Ambos celebramos el juego
de palabras, aunque, al mismo tiempo, ambos intuíamos la gravedad de la
crisis y los peligros que acarreaba.
El afortunado titular del
diario noruego Klassekampen me hizo reflexionar un poco más sobre la
verdadera naturaleza del golpe de Estado que interrumpió el proceso de
construcción y consolidación democrática, a la vez que dio al traste con
buena parte de la institucionalidad estatal de nuestro país.
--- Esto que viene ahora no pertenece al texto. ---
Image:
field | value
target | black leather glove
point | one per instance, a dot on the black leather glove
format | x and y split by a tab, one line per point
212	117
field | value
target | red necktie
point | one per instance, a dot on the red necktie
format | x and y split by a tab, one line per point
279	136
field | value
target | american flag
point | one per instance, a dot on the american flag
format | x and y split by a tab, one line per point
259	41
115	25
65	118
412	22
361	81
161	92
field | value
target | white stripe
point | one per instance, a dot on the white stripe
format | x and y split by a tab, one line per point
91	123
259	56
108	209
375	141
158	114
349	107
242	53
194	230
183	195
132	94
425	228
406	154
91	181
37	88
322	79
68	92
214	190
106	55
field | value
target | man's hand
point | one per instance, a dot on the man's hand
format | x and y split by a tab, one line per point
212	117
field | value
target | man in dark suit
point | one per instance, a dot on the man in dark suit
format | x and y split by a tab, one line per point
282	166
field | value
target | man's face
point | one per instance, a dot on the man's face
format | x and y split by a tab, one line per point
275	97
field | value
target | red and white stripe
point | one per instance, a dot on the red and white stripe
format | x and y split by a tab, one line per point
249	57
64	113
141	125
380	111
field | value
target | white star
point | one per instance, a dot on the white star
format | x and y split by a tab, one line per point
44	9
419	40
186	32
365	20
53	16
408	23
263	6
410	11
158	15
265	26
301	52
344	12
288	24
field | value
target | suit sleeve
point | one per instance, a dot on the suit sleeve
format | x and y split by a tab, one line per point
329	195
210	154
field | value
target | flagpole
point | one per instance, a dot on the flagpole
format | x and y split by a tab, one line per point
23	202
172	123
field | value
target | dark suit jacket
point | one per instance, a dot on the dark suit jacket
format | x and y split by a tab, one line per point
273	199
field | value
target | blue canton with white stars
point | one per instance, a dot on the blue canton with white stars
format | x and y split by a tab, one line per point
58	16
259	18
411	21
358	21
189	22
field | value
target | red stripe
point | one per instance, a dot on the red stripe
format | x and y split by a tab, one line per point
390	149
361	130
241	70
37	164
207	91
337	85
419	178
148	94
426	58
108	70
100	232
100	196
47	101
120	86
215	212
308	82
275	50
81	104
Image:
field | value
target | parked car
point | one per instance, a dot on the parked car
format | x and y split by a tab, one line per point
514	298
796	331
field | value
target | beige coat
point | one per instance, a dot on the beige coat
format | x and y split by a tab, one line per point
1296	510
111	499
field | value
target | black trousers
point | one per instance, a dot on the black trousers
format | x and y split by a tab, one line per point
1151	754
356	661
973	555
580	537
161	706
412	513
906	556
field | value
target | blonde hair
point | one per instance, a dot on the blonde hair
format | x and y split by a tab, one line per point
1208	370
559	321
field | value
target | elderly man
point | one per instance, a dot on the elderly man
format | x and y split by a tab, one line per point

Sabía de
antemano que no se trataba de un golpe típicamente militar, al estilo de
los cuartelazos de los años sesenta y setenta del siglo anterior en
varios países de África y América Latina.
El golpe al que nos
enfrentamos fue urdido, patrocinado y usufructuado directamente por las
élites políticas y empresariales, apoyadas con entusiasmo conservador
por líderes religiosos fundamentalistas de toda laya y confesión,
asustadizos dueños de medios de comunicación y militares solícitos que
se alquilaron, entre obedientes y ambiciosos, al peligroso juego de la
ruptura constitucional. Fue una variopinta combinación de caudillos
rurales y urbanos de corto alcance, personajes y personajillos sin
escrúpulos, carentes de proyecto político alguno pero con un apetito
desmesurado por entrarle a saco a las finanzas y negocios del Estado.
Eran señores y señoritos,
damiselas que más parecían mariposas ajadas de una aristocracia
marchita, los célebres “notables” de pacotilla, chismosos de
alcantarilla, beatos seniles y uno que otro demente convertido de pronto
en estratega político. No faltaron, por supuesto, los “guardaespaldas
intelectuales” de siempre. Todos ellos, en abigarrada multitud, contaron
con el apoyo y aplauso de los círculos más conservadores y derechistas
del mundillo político de Washington. Gestores de influencia, militares
contagiados por el virus de la guerra fría, burócratas solapados y más
de algún lobista resentido por no poder hacer grandes negocios con el
gobierno del Poder Ciudadano, todos se coludieron en contra del gobierno
derrocado.
Una verdadera galería de
estampas locales y extranjeras, en el mejor estilo de la borgesiana
“Historia universal de la infamia”. Incapaces de entender los ejes de la
historia contemporánea y las megatendencias que orientan al mundo
globalizado de hoy, los golpistas criollos muy pronto se vieron
envueltos en su propio ovillo, aislados y repudiados en el concierto de
las naciones modernas y civilizadas. Los objetivos que perseguían se
revirtieron en resultados contrarios: si decían querer salvar la
democracia, lo que lograron fue desarticularla y reducirla; si abogaban
para proteger a los partidos políticos, lo que obtuvieron fue su
debilitamiento y agonía; si querían salvaguardar a los grandes medios
corporativos, lo que generaron fue la migración de la audiencia; si
pensaban golpear a la izquierda, acabaron fortaleciéndola y
organizándola…en fin: si querían pelear con Hugo Chávez, terminaron
enfrentados con Barack Obama. Todo les salió mal, a excepción quizás de
sus negocios y saqueo de los fondos públicos.
En este 12 aniversario del golpe de Estado, es bueno hacer un repaso de sus autores y sus consecuencias.